As a divorced person, and a former music producer for private events like Beverly Hills weddings, I rethought the idea of trust and what it maybe should really be. I remember many, many wedding ceremonies that I attended in which I said to myself, “I think trust should be redefined. I don’t think our concept and understanding of trust is realistic.” Here’s where I’m coming from…We’re human, fallible, and on a journey for self-improvement. We make mistakes. We do things that hurt the ones we love. We don’t mean to, but we operate in a vacuum at times, only thinking of our own immediate needs and desires, not about how our actions can hurt our partner. We know what we’re doing on a conscious level will hurt our loved ones if they knew what we were doing, but we do it anyway. We justify our behavior. We think our behavior will never be known, foolish as that is, but there are times when behavior can be covered up for years. I’m sure you know of marriages in which a years-long affair is finally uncovered, shocking the other spouse, and effectively ending the relationship.
Here’s how I would rewrite the wedding vows: I trust that we’ll have relationship challenges that will rock us to the core. I don’t want them but I am realistic enough to think that we will have them. At this time, as we embark on our relationship journey of marriage, I am willing to say that I will give the relationship another try if and when a relationship challenge occurs. I may need your help remembering this pledge because relationship hurt is huge hurt. And I hope you do the same for me. This is a wedding vow of a different color. This is rooted in reality.
Relationships are a daily work in progress, and a blanket statement of ‘I’ll always trust you’ isn’t realistic. Trust will be tested. We have to be ready for that test.
The way to get through the trust test is forgiveness. You can’t re-trust without forgiveness. Forgiveness opens the door to the idea of trust once again. We have to forgive our flawed partner so that our hearts can be available to love him/her again. The only way to provide forgiveness is to go inside ourselves and acknowledge our own humanity, and to understand that we want our imperfections and hurtful actions to be forgiven, too.

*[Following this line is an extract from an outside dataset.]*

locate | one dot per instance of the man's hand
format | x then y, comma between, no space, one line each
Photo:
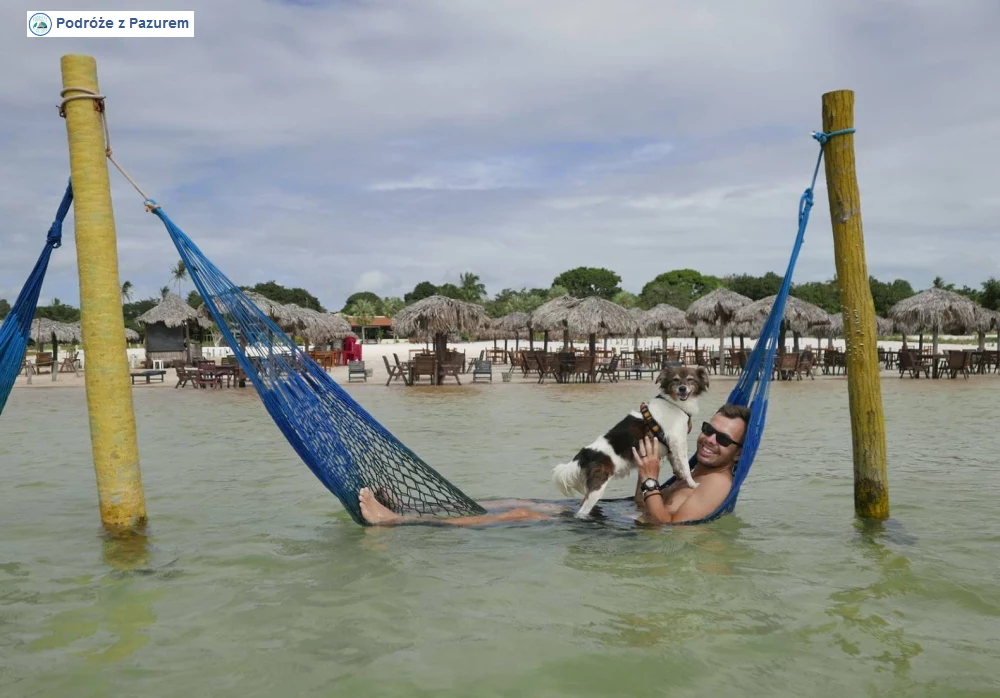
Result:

The biggest trick for me, and maybe for you, too, is to not overreact to situations that give us what we feel may be red flags: Coming home from work a little later than normal; stepping outside of a routine; changing a routine. When trust is broken, we constantly look for signs that the hurtful behavior is taking place again. It’s dizzying and maddening, but as a result of providing forgiveness, we come out of fraudulent relationships stronger. We come closer to the truth we want to live.